Sabrine Vanslembrouck werkt bij de vzw Samenhuizen . Sinds 2017 woont ze ook met 11 andere mensen in Het Abtshof , een gerenoveerde vierkantshoeve in Borlo (deelgemeente van Gingelom, Limburg). De jongste bewoner is 24, de oudste 72. “Ons cohousingproject telt in totaal 12 woonunits; 5 daarvan zijn nog in opbouw. Elke woonunit heeft de basics die je in een ‘normaal huis’ verwacht: een keuken, woonkamer, badkamer en slaapkamer(s). Elke unit is relatief compact en afhankelijk van de grootte van het gezin. Zo hebben we woonunits voor singles van 40 vierkante meter, en units voor gezinnen met kinderen van 120 vierkante meter. Zelf delen we een gemeenschappelijke polyvalente ruimte, een grote tuin, een wasserette, vier logeerkamers en een grote lap landbouwgrond waar we groenten kweken.”
Sabrine en de andere cohousers delen meer dan alleen ruimte. “Zo delen we ook auto’s, speelgoed, de krant, een grasmachine, noem maar op”, vertelt ze. “De kracht van cohousing zit hem daarnaast ook in het groepsaspect, in het delen van kennis en kunde. De ene is een handige harry, de andere kan goed met computers overweg, nog een andere is sterk in papierwerk, … Afhankelijk van project tot project zijn er vaak beurtrollen, bijvoorbeeld om het gras te maaien of alle kinderen naar school te brengen en op te halen.”
“De aankoopprijs loopt doorgaans gelijk met de prijzen van ‘gewone’ woningen”, vergelijkt Sabrine. “Hoewel de eigen woning vaak compacter is, zijn de gemeenschappelijke ruimtes groter. Het geld dat je dus minder betaalt voor de eigen woning (onder meer omdat je een logeerkamer, garage, washok, kantoor, … kan schrappen), gaat naar de gemeenschappelijke ruimtes en tuin. Op die manier is cohousing niet bepaald goedkoper, maar als je het optelt krijg je wel meer ruimte voor hetzelfde geld. Zelf is ons domein 2,5 hectare groot.”
“De grote financiële winst haal je doorgaans niet op het moment van aankoop, maar op de langere termijn. Omdat je de grasmachine, de groentetuin en 101 andere zaken deelt, komt dat goedkoper uit. Een simpel voorbeeld: hoewel we momenteel met zeven gezinnen zijn, hebben we maar twee wasmachines nodig. Die besparingen tellen allemaal op”, stipt Sabrine aan. “Sinds wij verhuisd zijn naar een cohousingproject kunnen we sparen, wat voordien zelden lukte." Delen is niet alleen handig, plaatsbesparend en milieuvriendelijker.
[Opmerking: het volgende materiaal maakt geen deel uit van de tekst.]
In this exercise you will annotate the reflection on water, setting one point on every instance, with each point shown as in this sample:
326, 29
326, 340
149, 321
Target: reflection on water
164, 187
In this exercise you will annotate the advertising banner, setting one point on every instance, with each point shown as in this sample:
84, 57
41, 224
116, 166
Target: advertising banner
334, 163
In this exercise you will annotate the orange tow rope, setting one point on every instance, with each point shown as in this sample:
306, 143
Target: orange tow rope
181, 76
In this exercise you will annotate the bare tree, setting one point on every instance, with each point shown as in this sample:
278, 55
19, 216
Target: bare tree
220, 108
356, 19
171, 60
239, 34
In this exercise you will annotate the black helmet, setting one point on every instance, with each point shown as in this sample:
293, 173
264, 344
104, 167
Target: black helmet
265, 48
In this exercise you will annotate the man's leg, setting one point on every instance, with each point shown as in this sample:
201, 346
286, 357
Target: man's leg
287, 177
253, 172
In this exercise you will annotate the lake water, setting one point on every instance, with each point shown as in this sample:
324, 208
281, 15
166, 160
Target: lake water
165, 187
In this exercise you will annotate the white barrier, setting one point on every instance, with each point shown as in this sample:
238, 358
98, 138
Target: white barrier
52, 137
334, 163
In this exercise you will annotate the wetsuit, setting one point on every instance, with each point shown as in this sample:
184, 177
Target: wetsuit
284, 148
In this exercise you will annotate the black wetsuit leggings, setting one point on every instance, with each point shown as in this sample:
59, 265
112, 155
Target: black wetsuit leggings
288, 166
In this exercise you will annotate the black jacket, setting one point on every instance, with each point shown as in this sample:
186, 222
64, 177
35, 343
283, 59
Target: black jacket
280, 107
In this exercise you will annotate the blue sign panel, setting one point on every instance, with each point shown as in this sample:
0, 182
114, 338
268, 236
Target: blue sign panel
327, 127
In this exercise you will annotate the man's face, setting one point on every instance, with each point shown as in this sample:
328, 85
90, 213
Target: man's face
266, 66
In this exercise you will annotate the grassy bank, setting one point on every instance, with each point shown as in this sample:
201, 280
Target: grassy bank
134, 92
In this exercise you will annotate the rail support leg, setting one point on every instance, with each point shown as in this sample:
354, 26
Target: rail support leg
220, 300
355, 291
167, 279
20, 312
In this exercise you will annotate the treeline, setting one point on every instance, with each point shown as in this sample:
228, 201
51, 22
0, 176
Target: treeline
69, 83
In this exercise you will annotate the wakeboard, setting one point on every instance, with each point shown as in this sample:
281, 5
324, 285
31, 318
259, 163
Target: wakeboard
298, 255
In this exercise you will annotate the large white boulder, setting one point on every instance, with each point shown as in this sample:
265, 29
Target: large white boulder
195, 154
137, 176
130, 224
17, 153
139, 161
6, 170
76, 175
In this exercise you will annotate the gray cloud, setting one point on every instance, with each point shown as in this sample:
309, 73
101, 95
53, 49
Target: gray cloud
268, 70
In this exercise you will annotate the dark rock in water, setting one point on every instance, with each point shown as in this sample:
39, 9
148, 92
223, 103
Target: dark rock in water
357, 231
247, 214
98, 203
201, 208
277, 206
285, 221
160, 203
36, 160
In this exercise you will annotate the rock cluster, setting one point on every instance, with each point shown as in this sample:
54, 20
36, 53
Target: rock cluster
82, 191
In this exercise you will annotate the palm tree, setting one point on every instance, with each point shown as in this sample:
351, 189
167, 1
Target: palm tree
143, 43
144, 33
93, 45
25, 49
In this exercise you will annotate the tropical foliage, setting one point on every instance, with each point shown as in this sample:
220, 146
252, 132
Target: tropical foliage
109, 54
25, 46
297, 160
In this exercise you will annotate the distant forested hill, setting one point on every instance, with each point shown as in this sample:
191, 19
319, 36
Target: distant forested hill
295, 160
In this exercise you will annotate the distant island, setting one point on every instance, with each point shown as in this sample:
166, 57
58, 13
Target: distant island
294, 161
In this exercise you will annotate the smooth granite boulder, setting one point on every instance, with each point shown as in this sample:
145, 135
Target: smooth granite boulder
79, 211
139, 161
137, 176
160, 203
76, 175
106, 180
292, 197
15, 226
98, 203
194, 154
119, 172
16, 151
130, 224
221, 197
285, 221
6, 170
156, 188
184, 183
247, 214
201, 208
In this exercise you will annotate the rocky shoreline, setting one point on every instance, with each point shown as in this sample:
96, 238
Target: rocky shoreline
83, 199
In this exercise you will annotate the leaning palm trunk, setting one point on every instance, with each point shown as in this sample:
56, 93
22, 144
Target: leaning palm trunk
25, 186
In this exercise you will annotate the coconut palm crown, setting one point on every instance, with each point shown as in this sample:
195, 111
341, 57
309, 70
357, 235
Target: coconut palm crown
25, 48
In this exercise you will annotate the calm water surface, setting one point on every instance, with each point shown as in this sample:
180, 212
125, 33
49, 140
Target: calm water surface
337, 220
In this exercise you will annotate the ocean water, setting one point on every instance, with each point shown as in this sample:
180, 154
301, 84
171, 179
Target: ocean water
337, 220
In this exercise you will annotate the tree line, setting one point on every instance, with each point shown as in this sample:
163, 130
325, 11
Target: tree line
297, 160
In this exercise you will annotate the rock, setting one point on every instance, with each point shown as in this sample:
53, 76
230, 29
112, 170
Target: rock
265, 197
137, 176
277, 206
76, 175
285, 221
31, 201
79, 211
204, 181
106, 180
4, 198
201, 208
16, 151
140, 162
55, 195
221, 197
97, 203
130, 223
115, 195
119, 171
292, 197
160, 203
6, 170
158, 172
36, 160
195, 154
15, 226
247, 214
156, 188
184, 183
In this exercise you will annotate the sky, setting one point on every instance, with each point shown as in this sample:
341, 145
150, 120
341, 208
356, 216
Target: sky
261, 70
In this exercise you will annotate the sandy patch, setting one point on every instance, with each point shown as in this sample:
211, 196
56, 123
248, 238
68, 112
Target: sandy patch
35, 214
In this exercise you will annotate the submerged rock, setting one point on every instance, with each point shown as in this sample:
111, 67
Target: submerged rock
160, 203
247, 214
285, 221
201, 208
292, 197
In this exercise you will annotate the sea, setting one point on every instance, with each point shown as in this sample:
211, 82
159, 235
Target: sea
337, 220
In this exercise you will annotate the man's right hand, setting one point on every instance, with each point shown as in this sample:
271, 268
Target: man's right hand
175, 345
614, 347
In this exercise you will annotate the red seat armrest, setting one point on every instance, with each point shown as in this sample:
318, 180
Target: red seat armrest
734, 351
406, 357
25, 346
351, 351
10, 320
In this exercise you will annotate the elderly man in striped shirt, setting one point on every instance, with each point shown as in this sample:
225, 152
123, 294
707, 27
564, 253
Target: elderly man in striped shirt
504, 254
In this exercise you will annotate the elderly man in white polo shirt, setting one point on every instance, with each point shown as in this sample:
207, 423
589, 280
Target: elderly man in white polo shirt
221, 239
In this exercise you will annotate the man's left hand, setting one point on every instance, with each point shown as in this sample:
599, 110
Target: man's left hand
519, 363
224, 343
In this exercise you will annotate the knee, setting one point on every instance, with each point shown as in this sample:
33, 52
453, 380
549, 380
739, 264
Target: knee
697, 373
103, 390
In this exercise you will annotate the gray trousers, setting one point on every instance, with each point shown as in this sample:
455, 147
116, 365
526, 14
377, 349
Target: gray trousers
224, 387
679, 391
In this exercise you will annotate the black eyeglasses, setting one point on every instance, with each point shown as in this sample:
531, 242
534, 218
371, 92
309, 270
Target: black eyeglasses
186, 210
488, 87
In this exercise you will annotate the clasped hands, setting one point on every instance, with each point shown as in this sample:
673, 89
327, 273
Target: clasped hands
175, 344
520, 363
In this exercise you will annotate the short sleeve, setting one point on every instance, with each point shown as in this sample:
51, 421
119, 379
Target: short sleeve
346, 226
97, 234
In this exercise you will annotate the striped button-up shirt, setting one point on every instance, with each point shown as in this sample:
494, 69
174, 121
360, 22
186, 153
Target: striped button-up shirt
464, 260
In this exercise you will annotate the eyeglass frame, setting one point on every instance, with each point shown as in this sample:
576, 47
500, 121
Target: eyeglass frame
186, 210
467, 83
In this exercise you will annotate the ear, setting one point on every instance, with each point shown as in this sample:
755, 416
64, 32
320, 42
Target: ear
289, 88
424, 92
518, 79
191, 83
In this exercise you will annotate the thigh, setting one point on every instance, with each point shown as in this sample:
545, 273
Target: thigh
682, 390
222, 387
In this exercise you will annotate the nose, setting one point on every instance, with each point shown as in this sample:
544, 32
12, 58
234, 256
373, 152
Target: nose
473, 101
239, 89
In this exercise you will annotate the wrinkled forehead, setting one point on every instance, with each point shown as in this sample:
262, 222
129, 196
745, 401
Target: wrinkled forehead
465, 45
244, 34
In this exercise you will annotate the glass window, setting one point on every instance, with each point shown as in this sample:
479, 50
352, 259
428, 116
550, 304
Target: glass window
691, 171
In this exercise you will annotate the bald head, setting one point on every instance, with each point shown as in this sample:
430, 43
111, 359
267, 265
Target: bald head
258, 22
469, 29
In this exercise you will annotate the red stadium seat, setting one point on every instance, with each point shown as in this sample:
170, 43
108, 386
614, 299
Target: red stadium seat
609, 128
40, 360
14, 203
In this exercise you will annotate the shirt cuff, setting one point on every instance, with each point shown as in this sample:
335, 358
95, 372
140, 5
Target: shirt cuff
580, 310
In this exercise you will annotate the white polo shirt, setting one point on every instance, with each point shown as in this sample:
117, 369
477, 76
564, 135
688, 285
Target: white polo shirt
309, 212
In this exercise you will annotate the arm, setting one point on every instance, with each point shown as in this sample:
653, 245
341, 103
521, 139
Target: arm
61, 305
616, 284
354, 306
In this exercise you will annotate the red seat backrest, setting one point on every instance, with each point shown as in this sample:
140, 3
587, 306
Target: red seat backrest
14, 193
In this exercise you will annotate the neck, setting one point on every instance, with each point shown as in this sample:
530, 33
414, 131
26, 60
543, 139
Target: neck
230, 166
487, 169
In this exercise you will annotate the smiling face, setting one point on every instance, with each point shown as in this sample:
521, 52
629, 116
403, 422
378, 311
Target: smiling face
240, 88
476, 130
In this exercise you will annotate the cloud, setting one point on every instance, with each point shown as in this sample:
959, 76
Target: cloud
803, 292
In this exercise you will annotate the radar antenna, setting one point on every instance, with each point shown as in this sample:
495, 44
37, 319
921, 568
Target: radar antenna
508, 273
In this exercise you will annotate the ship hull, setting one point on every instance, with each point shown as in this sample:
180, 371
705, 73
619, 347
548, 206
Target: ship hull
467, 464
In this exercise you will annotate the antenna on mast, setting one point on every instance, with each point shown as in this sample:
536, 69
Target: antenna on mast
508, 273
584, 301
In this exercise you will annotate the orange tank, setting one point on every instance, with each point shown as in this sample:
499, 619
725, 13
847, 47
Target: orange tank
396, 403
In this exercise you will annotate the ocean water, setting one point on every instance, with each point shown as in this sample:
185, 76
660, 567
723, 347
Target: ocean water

Het bespaart dus ook flink wat geld.
“Als je voor cohousing kiest, dan vergt dat enkele inspanningen. Zo zijn er geregeld vergaderingen, waar je aanwezigheid wordt verwacht. Bijvoorbeeld om budgetten vast te leggen, verbouwplannen te bespreken of beslissingen te nemen over kandidaat-cohousers”, vertelt Sabrine. “Wie heel erg op zijn privacy is gesteld, kan misschien moeite hebben om te aarden. Wij hebben zelf bijvoorbeeld geen privétuin. Maar het is ook niet zo dat we constant elkaars deur platlopen. Heb je geen zin in een babbeltje, dan zeg je dat gewoon. Daar hebben we duidelijke afspraken over. Niemand hoeft beste vrienden te zijn met iedereen, maar wel goede buren.” Wie interesse heeft in cohousing, kan bij de meeste projecten op afspraak langskomen.
Net zoals op de gewone vastgoedmarkt kan je zelf een cohousingproject opstarten, of gewoon een unit kopen. Wie zelf een project wil opstarten, kan ter introductie de startgids van vzw Samenhuizen doornemen. Daarin staan al heel wat tips over de verschillende stappen: van de oprichting van een initiatiefgroep en het zoeken naar een locatie tot hoe je kan omgaan met conflicten eenmaal het project gelanceerd is.
“De aankoop van een woonunit is vergelijkbaar met de aankoop van een appartement. De juridische structuur van een cohousingproject is meestal gelijk aan dat van een appartement, namelijk een vereniging van mede-eigenaars”, legt Sabrine uit. “Je koopt je eigen deel, plus een deel van de gemeenschappelijke ruimtes. Het verschil met een klassiek appartement is dat die gemeenschappelijke delen veel uitgebreider zijn.”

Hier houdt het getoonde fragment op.